Top 35 data engineer interview questions and answers – All in one

Q 1. What is the Retention Period in Kafka Topic ?
Answer :  Kafka events or Messages older than retention period will not be available for Consumer to Consume. Because it gets deleted. Kafka Retain the data only for retention period. Let;s say if Retention period is 7 days, Then You cannot get the data older than 7 days.

Q 2. One Job which reads data from kafka topic and then process it,is failing because it has offset to read which are older than retention period?

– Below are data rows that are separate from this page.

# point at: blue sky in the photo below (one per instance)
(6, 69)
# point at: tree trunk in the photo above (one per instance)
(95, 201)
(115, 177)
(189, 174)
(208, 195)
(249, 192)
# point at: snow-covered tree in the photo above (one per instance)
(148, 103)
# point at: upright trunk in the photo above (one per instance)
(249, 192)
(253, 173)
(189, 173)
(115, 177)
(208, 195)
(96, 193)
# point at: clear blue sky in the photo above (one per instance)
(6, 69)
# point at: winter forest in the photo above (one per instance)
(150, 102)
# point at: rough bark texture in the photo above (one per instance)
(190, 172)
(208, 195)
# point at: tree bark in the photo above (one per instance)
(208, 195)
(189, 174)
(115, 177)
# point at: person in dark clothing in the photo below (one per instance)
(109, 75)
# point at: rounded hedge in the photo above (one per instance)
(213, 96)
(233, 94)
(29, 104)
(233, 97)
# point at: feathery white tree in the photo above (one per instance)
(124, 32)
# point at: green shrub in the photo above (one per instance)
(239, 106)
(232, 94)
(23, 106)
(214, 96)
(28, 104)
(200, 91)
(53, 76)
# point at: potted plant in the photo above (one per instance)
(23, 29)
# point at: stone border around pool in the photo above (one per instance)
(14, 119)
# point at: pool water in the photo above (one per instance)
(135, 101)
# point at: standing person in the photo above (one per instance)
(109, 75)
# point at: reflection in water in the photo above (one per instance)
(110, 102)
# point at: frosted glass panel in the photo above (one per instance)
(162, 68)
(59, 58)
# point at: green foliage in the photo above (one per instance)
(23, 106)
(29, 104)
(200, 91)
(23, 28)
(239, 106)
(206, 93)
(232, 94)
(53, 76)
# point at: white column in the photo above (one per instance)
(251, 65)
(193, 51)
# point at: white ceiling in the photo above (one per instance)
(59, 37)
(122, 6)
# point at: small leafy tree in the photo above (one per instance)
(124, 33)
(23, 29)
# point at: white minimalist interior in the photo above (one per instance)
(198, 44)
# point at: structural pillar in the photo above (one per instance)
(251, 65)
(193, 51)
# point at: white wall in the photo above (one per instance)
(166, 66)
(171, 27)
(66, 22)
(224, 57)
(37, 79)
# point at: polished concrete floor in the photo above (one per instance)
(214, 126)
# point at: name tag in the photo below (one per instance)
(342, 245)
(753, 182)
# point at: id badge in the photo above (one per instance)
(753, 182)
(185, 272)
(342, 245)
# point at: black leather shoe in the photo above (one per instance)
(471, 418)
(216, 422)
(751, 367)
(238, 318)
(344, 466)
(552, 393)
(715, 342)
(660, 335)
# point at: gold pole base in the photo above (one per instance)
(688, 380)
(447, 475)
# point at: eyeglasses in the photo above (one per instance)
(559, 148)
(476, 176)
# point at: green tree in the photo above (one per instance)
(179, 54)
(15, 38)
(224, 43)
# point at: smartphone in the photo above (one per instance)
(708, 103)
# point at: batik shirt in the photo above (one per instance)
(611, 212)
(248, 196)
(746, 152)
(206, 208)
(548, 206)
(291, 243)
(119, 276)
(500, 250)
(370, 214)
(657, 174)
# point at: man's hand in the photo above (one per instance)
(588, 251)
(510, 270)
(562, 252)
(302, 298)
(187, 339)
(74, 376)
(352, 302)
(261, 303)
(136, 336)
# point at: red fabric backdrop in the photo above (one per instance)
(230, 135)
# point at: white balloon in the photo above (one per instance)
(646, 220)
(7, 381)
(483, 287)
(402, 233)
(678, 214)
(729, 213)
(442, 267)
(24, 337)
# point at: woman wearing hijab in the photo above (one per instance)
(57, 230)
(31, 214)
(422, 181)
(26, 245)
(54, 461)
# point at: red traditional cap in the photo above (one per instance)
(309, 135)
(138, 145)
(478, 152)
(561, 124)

Answer : it should have property failOnDataLoss to be false , in that case it will not fail the job with error, But you would lose the data.

below is the description of property from Kafka Documentation 

failOnDataLoss: Whether to fail the query when it’s possible that data is lost (e.g., topics are deleted, or offsets are out of range). This may be a false alarm. You can disable it when it doesn’t work as you expected. Batch queries will always fail if it fails to read any data from the provided offsets due to lost data. 

Q 3. Which mechanism [Push Or Pull] is used by Kafka Consumer to read data from Brokers ?

Answer :It is Pulled from the broker by Consumer.Because It if it is Pushed by Brokers to the Consumers , Rate is Controlled by Broker and not by the Consumer.  If Pulled , then each consumer can read from broker at the maximum rate of Consumer, Independent of Other consumers which might be Slower or Faster. That’s why Pull Mechanism is used.

Q 4. Is it Possible to Read data from kafka topic from fixed offset using command line ?

Answer : Yes it is possible , Depending on partitions of topic ,we will have different offset. To read date from fixed offset use below command. 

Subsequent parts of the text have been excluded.